Пишванин, облаченный в новые лайковые перчатки, пропал где-то на Северном Кавказе. Говорят, он сумел перелететь горы и попасть в Грузию — но то было еще в январе или феврале, а до ноября он в Крыму так и не объявился. Матвей Геневский, узнавший о смерти своего брата, словно перенял его привычки — почти не думая уволился из деникинской разведки и пошел новым добровольцем в цветные полки. Прямо от самого Дмитриевска и Севска вместе с полками Туркула и Манштейна он прошел до Новороссийска. Эвакуация из Новороссийска в Крым была зрелищем страшным и омерзительным, но надежду давала традиционная тактика добровольцев — умение бить число: генерал Слащев с четырьмя тысячами уставших солдат разбил сорок тысяч красных на подступах к Крыму. Эта многомесячная оборона полуострова малыми силами давала надежды на будущий успех. Надежды давал и десант Туркула в Хорлы, надежду давала и летняя операция на Кубани, надежду давало и крупное успешное наступление в Северной Таврии, где снова малыми силами были разбиты самые крепкие большевики… Что ж, одной надеждой победишь? Одной верой в победу? Одной любовью к России? И, кажется: вот, все христианские добродетели при нас, но — сейчас ноябрь, красные подходят к Севастополю, и опять приходится отступать. Теперь — за границу. Сердце грело, что нас нигде не разбили, это — стратегическое отступление, сорок тысяч отборных войск готовы будут и дальше драться. Но что с того? Война, все-таки, проиграна.

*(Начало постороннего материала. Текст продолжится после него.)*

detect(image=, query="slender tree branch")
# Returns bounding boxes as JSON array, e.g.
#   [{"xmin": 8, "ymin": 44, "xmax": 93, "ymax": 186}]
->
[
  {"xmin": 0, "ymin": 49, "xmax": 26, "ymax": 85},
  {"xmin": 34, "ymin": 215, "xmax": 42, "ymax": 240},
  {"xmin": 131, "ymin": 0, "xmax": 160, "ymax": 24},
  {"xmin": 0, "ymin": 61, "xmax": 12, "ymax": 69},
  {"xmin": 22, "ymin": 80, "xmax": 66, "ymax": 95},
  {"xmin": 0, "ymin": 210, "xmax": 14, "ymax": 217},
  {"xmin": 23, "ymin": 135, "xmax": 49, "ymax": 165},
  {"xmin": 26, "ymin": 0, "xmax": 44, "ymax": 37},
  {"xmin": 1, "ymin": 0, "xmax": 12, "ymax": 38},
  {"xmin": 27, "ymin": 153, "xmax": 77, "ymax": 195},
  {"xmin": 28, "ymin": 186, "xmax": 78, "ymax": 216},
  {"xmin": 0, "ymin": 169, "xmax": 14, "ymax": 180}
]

Полковник Геневский, прямо отказавшийся от дальнейших повышений, покуда война не будет выиграна, шел в самом негативном расположении духа по какому-то пляжу. Он так шел уже час, и не мог, не хотел понимать, где он находится — зачем? Разорванное лицо нещадно ныло и кровоточило, перевязанная рука опухла под бинтами и, как подозревал Матвей, местами могла гнить. Не опасно — ну, ампутируют три-четыре пальца… это теперь не важно, ведь ампутирована вся Россия.